= Carl Just =

Norwegian journalist

Carl Just (10 September 1897 - 16 October 1990) was a Norwegian journalist.

==Early and personal life==
He was born in Kristiania to the wholesaler Carl Johan Beckman (1871–1931) and his wife Selma Augusta Just (1877–1946). Just grew up in Kristiania with foster parents. He never met his father, but met his mother once in his adult life. He married Margaretha Aximia Lundqvist (1894–1969) in 1919.

==Career==
In 1917–19, he worked as a journalist in the Norwegian newspaper Dagbladet. After that, he moved to Bergen, where he became editor-in-chief of Folkets Avis. From 1921 to 1928, he was an editor of the Christian newspaper Dagen. Thereafter, he worked in the news department of the broadcasting corporation in Bergen for two years. He edited Morgenbladet from 1928 to 1936. After a brief period in Bergens Aftenblad, Just became the editor-in-chief of a number of weekly magazines and yearbooks.

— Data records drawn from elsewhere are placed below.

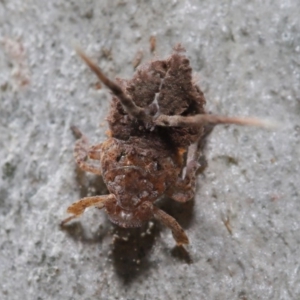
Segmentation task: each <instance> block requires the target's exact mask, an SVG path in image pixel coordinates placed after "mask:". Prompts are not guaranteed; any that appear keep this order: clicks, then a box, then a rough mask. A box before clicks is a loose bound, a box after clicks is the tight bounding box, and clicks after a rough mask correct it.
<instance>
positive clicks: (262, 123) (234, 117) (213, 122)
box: [155, 114, 275, 127]
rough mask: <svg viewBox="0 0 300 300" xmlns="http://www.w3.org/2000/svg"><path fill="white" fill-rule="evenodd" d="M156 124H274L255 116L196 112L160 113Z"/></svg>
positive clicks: (253, 125) (171, 126) (266, 126)
mask: <svg viewBox="0 0 300 300" xmlns="http://www.w3.org/2000/svg"><path fill="white" fill-rule="evenodd" d="M155 124H156V125H157V126H167V127H184V126H202V125H206V124H213V125H217V124H236V125H247V126H258V127H273V126H274V125H275V124H272V123H271V122H268V121H265V120H260V119H256V118H243V117H224V116H219V115H210V114H198V115H194V116H167V115H160V116H159V117H158V118H157V119H156V120H155Z"/></svg>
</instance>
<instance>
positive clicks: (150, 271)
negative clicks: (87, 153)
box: [0, 0, 300, 300]
mask: <svg viewBox="0 0 300 300" xmlns="http://www.w3.org/2000/svg"><path fill="white" fill-rule="evenodd" d="M77 2H79V4H76V3H77ZM166 2H167V1H166ZM220 2H222V1H201V4H199V3H200V1H168V3H167V4H164V5H162V4H161V3H160V1H151V2H150V1H131V4H125V1H97V0H91V1H63V0H54V1H45V0H43V1H42V0H40V1H37V0H36V1H34V0H32V1H22V0H9V1H8V0H4V1H1V2H0V39H1V46H0V47H1V48H0V69H1V73H0V93H1V94H0V161H1V169H0V173H1V174H0V224H1V226H0V251H1V252H0V269H1V271H0V282H1V286H0V295H1V296H0V298H1V299H124V300H125V299H128V300H129V299H299V298H300V267H299V246H300V245H299V244H300V231H299V227H300V222H299V219H300V201H299V192H300V187H299V179H300V178H299V177H300V175H299V157H300V145H299V143H300V119H299V112H300V59H299V57H300V18H299V13H300V4H299V1H294V0H289V1H288V0H287V1H281V0H275V1H272V2H271V1H267V2H265V3H262V2H261V1H246V0H242V1H236V0H235V1H230V3H228V4H220ZM223 2H224V1H223ZM271 3H272V4H271ZM153 34H154V35H156V37H157V50H156V54H157V56H159V57H165V56H166V55H168V54H169V53H170V52H171V49H172V47H173V45H175V44H176V43H177V42H181V43H182V44H183V45H184V46H185V47H186V48H187V50H188V54H189V57H190V59H191V64H192V66H193V68H194V70H195V72H196V73H197V74H195V75H196V80H197V81H199V84H200V86H201V88H202V89H203V91H204V93H205V95H206V99H207V102H208V103H207V108H208V110H210V111H213V112H214V113H222V114H225V115H242V116H257V117H262V118H265V117H266V118H270V119H274V120H276V121H278V122H279V123H280V125H281V127H280V128H279V129H278V130H276V131H266V130H261V129H257V128H245V127H243V128H242V127H237V126H229V127H227V126H226V127H224V126H223V127H222V126H219V127H217V128H216V129H215V130H214V132H213V134H212V135H211V138H210V140H209V144H208V146H207V155H206V158H207V161H208V167H207V168H206V170H205V172H204V173H203V174H202V175H199V177H198V189H197V195H196V197H195V201H192V202H190V203H187V204H185V205H181V204H177V203H175V204H174V203H173V202H172V201H171V200H170V201H164V202H163V203H161V207H163V208H164V209H166V211H168V212H169V213H171V214H172V215H173V216H175V217H176V218H177V220H178V221H179V222H180V224H181V225H182V226H183V227H184V229H185V230H186V232H187V234H188V236H189V238H190V241H191V244H190V246H188V247H187V248H186V249H187V253H184V252H183V251H180V250H179V249H176V248H173V247H174V241H173V239H172V236H171V232H170V231H169V230H168V229H166V228H164V227H162V226H160V225H159V224H157V223H154V225H152V227H151V224H150V228H149V230H148V232H151V234H150V235H149V234H148V233H146V234H145V236H143V233H144V232H146V231H147V226H146V227H145V228H143V229H142V230H141V231H137V230H119V229H117V228H115V227H114V226H113V225H112V224H111V223H110V222H109V221H108V219H107V217H106V216H105V214H104V213H103V212H102V211H97V210H88V211H87V212H86V213H85V214H84V216H83V217H82V218H81V219H80V220H79V221H78V223H74V224H73V225H72V226H71V227H70V228H69V229H68V230H67V231H62V230H60V228H59V222H60V221H61V220H62V219H63V218H65V217H66V208H67V206H68V205H69V204H71V203H72V202H74V201H75V200H77V199H78V198H80V197H82V196H84V195H86V194H87V193H90V194H94V193H95V192H104V188H103V185H102V184H101V181H100V180H97V179H95V177H92V176H88V175H85V174H82V173H76V169H75V164H74V160H73V155H72V150H73V145H74V137H73V136H72V134H71V131H70V129H69V128H70V125H71V124H74V125H77V126H78V127H79V128H80V129H81V130H82V131H83V132H85V133H86V134H87V135H88V136H89V137H90V138H91V141H92V142H93V143H94V142H101V141H103V140H104V139H105V131H106V129H107V125H106V123H105V116H106V114H107V112H108V106H109V98H110V96H109V93H108V92H107V90H106V89H101V90H97V89H95V83H96V82H97V80H96V78H95V76H94V74H92V73H91V72H90V71H89V70H88V69H87V67H86V66H85V65H84V64H83V63H82V61H80V59H78V57H77V56H76V55H75V52H74V50H73V45H74V43H75V44H76V43H79V44H80V45H82V47H83V48H84V49H85V50H86V51H87V53H88V54H90V55H91V56H92V57H93V59H95V60H96V61H97V62H98V63H99V64H100V66H101V67H102V68H103V70H104V71H105V72H106V73H107V74H108V75H109V76H110V77H112V78H113V77H115V76H120V77H126V78H130V77H131V76H132V74H133V67H132V64H131V63H132V60H133V59H134V57H135V55H136V53H137V52H138V51H139V50H143V51H144V59H143V61H146V60H147V59H149V58H151V55H150V51H149V37H150V36H151V35H153ZM13 41H19V43H21V44H22V45H23V47H24V51H25V52H22V51H21V50H20V49H19V50H18V47H17V50H16V51H15V50H14V51H15V52H17V54H19V55H13V54H14V53H12V52H13V51H12V50H11V47H10V45H12V44H14V42H13ZM17 45H18V44H17ZM15 54H16V53H15ZM12 71H13V72H14V74H12ZM28 80H30V83H29V84H27V85H26V83H27V81H28ZM22 83H25V86H24V87H21V86H20V84H22ZM99 124H100V126H99ZM173 204H174V205H173ZM227 218H229V220H230V226H231V228H232V235H231V234H230V233H229V231H228V230H227V229H226V227H225V225H224V222H225V221H226V219H227ZM114 234H115V236H113V235H114ZM116 234H118V235H119V236H121V238H118V237H117V236H116ZM128 234H131V236H130V237H128V241H126V240H127V235H128ZM141 235H142V236H141Z"/></svg>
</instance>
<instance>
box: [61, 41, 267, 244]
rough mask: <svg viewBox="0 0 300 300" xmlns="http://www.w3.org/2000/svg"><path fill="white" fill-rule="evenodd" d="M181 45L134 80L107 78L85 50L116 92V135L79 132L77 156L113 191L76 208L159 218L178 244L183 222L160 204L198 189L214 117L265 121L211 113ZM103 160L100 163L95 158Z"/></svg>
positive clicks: (73, 216)
mask: <svg viewBox="0 0 300 300" xmlns="http://www.w3.org/2000/svg"><path fill="white" fill-rule="evenodd" d="M182 52H183V49H182V48H181V47H180V46H177V48H175V51H174V53H173V54H172V55H171V56H170V57H169V58H167V59H166V60H156V61H152V62H150V63H149V64H147V65H145V66H142V67H140V68H139V69H138V71H137V73H136V74H135V75H134V77H133V78H132V79H131V80H128V81H125V80H122V81H121V80H119V81H118V83H116V82H113V81H111V80H109V79H108V78H107V77H106V76H105V75H104V74H103V73H102V71H101V70H100V68H99V67H97V66H96V65H95V64H94V63H93V62H92V61H91V60H90V59H89V58H88V57H87V56H86V55H85V54H84V53H83V52H81V51H78V54H79V55H80V56H81V58H82V59H83V60H84V61H85V62H86V63H87V65H88V66H89V67H90V68H91V69H92V70H93V71H94V72H95V73H96V75H97V76H98V78H99V79H100V80H101V81H102V82H103V83H104V84H105V85H106V86H107V87H108V88H109V89H110V90H111V91H112V93H113V96H114V97H113V99H112V105H111V110H110V114H109V116H108V118H107V120H108V123H109V127H110V130H111V137H110V138H109V139H108V140H107V141H105V142H104V143H102V144H98V145H95V146H89V144H88V140H87V138H86V137H85V136H84V135H83V134H82V133H81V132H80V131H79V130H78V129H77V128H76V127H73V131H74V133H75V134H76V135H77V136H78V137H79V140H78V141H77V143H76V146H75V159H76V162H77V164H78V165H79V167H81V168H82V169H83V170H85V171H88V172H92V173H94V174H98V175H102V176H103V179H104V182H105V184H106V185H107V188H108V190H109V194H108V195H102V196H93V197H86V198H83V199H81V200H79V201H78V202H76V203H74V204H72V205H71V206H70V207H69V208H68V210H67V211H68V212H69V213H71V214H72V215H71V216H70V217H69V218H67V219H65V220H64V221H63V222H62V224H63V225H64V224H65V223H67V222H69V221H70V220H72V219H74V218H76V217H78V216H80V215H81V214H82V213H83V211H84V210H85V208H87V207H89V206H95V207H97V208H100V209H101V208H104V209H105V210H106V212H107V214H108V216H109V218H110V220H111V221H112V222H113V223H116V224H118V225H119V226H122V227H139V226H141V225H142V223H143V222H145V221H148V220H150V219H152V218H155V219H157V220H159V221H160V222H162V223H163V224H164V225H166V226H167V227H169V228H170V229H171V230H172V233H173V237H174V239H175V241H176V243H177V244H178V245H182V244H188V238H187V236H186V234H185V232H184V230H183V229H182V228H181V226H180V225H179V224H178V223H177V221H176V220H175V219H174V218H173V217H171V216H170V215H168V214H167V213H165V212H164V211H162V210H161V209H159V208H158V207H156V206H155V201H156V200H158V199H159V198H161V197H162V196H163V195H167V196H169V197H171V198H172V199H174V200H175V201H179V202H186V201H188V200H189V199H191V198H192V197H193V196H194V192H195V180H196V171H197V168H198V166H199V164H198V159H199V156H200V152H201V147H202V145H203V140H204V138H205V136H206V135H207V133H208V129H207V128H208V127H207V125H208V124H220V123H229V124H240V125H247V124H248V125H261V122H260V121H259V120H256V119H241V118H227V117H222V116H216V115H209V114H206V113H205V110H204V105H205V99H204V96H203V93H202V92H201V90H200V89H199V88H198V86H197V85H195V84H194V83H193V81H192V69H191V67H190V65H189V61H188V59H187V58H186V57H185V55H183V54H182ZM96 161H98V162H99V161H100V166H99V165H96V164H94V162H96Z"/></svg>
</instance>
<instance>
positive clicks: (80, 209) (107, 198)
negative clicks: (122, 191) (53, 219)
mask: <svg viewBox="0 0 300 300" xmlns="http://www.w3.org/2000/svg"><path fill="white" fill-rule="evenodd" d="M113 200H115V196H114V195H113V194H109V195H103V196H93V197H85V198H82V199H80V200H79V201H77V202H75V203H73V204H71V205H70V206H69V207H68V209H67V212H68V213H70V214H73V215H72V216H70V217H68V218H66V219H65V220H63V221H62V222H61V226H63V225H65V224H66V223H68V222H69V221H71V220H73V219H75V218H78V217H79V216H80V215H81V214H82V213H83V212H84V210H85V209H86V208H87V207H90V206H94V207H97V208H99V209H101V208H103V207H104V206H105V204H106V203H108V202H110V201H113Z"/></svg>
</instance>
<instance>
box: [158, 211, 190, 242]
mask: <svg viewBox="0 0 300 300" xmlns="http://www.w3.org/2000/svg"><path fill="white" fill-rule="evenodd" d="M153 214H154V218H155V219H157V220H158V221H160V222H161V223H163V224H164V225H165V226H167V227H169V228H170V229H171V230H172V234H173V237H174V239H175V241H176V243H177V245H178V246H181V245H183V244H188V243H189V239H188V237H187V235H186V234H185V232H184V230H183V229H182V227H181V226H180V225H179V224H178V223H177V221H176V220H175V219H174V218H173V217H171V216H170V215H168V214H167V213H165V212H164V211H163V210H161V209H159V208H157V207H155V206H153Z"/></svg>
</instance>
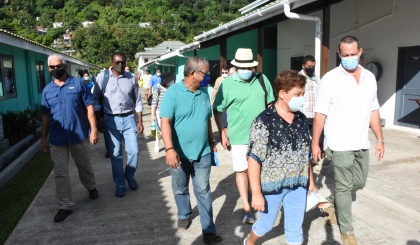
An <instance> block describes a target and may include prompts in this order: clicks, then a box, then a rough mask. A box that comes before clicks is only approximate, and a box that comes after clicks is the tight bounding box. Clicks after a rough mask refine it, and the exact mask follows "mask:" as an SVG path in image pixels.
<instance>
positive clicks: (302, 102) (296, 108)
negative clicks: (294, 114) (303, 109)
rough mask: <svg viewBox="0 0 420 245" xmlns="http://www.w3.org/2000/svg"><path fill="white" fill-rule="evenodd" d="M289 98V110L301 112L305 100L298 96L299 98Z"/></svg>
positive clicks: (302, 97) (290, 95)
mask: <svg viewBox="0 0 420 245" xmlns="http://www.w3.org/2000/svg"><path fill="white" fill-rule="evenodd" d="M287 95H289V94H287ZM289 96H290V98H292V99H290V101H289V102H288V104H289V107H290V109H291V110H292V111H294V112H297V111H301V110H302V109H303V104H304V103H305V99H304V98H303V96H299V97H293V96H291V95H289Z"/></svg>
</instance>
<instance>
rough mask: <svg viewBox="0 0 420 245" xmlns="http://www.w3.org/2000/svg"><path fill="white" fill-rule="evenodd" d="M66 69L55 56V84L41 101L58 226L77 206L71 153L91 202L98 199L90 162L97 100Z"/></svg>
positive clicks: (97, 135)
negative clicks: (54, 189) (91, 146)
mask: <svg viewBox="0 0 420 245" xmlns="http://www.w3.org/2000/svg"><path fill="white" fill-rule="evenodd" d="M66 69H67V65H66V61H65V59H64V58H63V56H61V55H58V54H53V55H50V56H49V57H48V70H49V71H50V72H51V75H52V76H53V77H54V80H53V81H52V82H50V83H49V84H48V85H47V86H46V87H45V88H44V90H43V91H42V101H41V113H42V137H41V150H42V151H43V152H47V150H48V143H47V134H48V132H49V133H50V143H51V147H50V152H51V160H52V162H53V164H54V175H55V176H54V179H55V185H56V198H57V200H58V203H59V204H60V210H59V211H58V213H57V214H56V215H55V217H54V221H55V222H61V221H63V220H65V219H66V218H67V216H68V215H70V214H71V213H72V206H73V205H74V202H73V197H72V191H71V184H70V176H69V152H71V155H72V157H73V159H74V163H75V164H76V167H77V169H78V170H79V178H80V181H81V182H82V184H83V185H84V186H85V187H86V189H88V191H89V196H90V198H91V199H96V198H98V191H97V190H96V182H95V175H94V173H93V168H92V165H91V163H90V159H89V140H90V143H92V145H95V144H96V143H97V142H98V132H97V130H96V120H95V111H94V109H93V99H92V96H91V93H90V91H89V90H87V88H86V86H85V84H84V82H83V81H81V80H80V79H77V78H74V77H72V76H70V75H68V74H66ZM88 138H89V140H88Z"/></svg>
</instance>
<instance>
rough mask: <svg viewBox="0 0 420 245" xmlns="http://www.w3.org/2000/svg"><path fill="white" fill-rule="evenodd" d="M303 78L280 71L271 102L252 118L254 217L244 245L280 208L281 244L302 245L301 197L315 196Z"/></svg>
mask: <svg viewBox="0 0 420 245" xmlns="http://www.w3.org/2000/svg"><path fill="white" fill-rule="evenodd" d="M305 83H306V78H305V77H304V76H302V75H300V74H298V72H297V71H283V72H281V73H280V74H278V75H277V77H276V79H275V80H274V90H275V92H276V94H277V96H278V100H277V102H276V103H275V104H274V105H273V106H271V107H269V108H267V109H266V110H265V111H263V112H262V113H261V114H260V115H258V117H257V118H255V119H254V121H253V122H252V125H251V129H250V137H249V147H248V155H249V157H248V174H249V182H250V185H251V190H252V207H253V208H254V209H255V210H258V211H260V217H259V219H258V220H257V222H256V223H255V224H254V225H253V226H252V230H251V234H250V236H249V238H247V239H245V240H244V244H248V245H251V244H255V241H256V240H257V239H258V238H260V237H262V236H264V235H265V234H266V233H267V232H269V231H270V230H271V229H272V228H273V225H274V222H275V220H276V218H277V214H278V212H279V209H280V206H281V204H282V203H283V209H284V229H285V234H286V242H287V244H302V243H303V232H302V222H303V216H304V213H305V206H306V197H307V195H309V194H310V193H311V192H312V191H315V192H318V191H317V188H316V187H315V185H314V181H313V178H312V169H311V165H310V164H309V163H310V162H309V160H310V147H311V140H310V136H309V129H308V123H307V120H306V117H305V115H304V114H303V113H301V112H300V110H301V109H302V107H303V103H304V99H303V94H304V92H305V89H304V88H305Z"/></svg>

Just was the rector of the Norwegian Journalist Academy throughout its existence, from 1951 to 1964. From 1950 to 1965 he was also the editor of the Norwegian Trekking Association yearbook. He has published several books about journalism as well as the city of Oslo. In 1966 he was the editor of the second edition of the Oslo City Encyclopedia.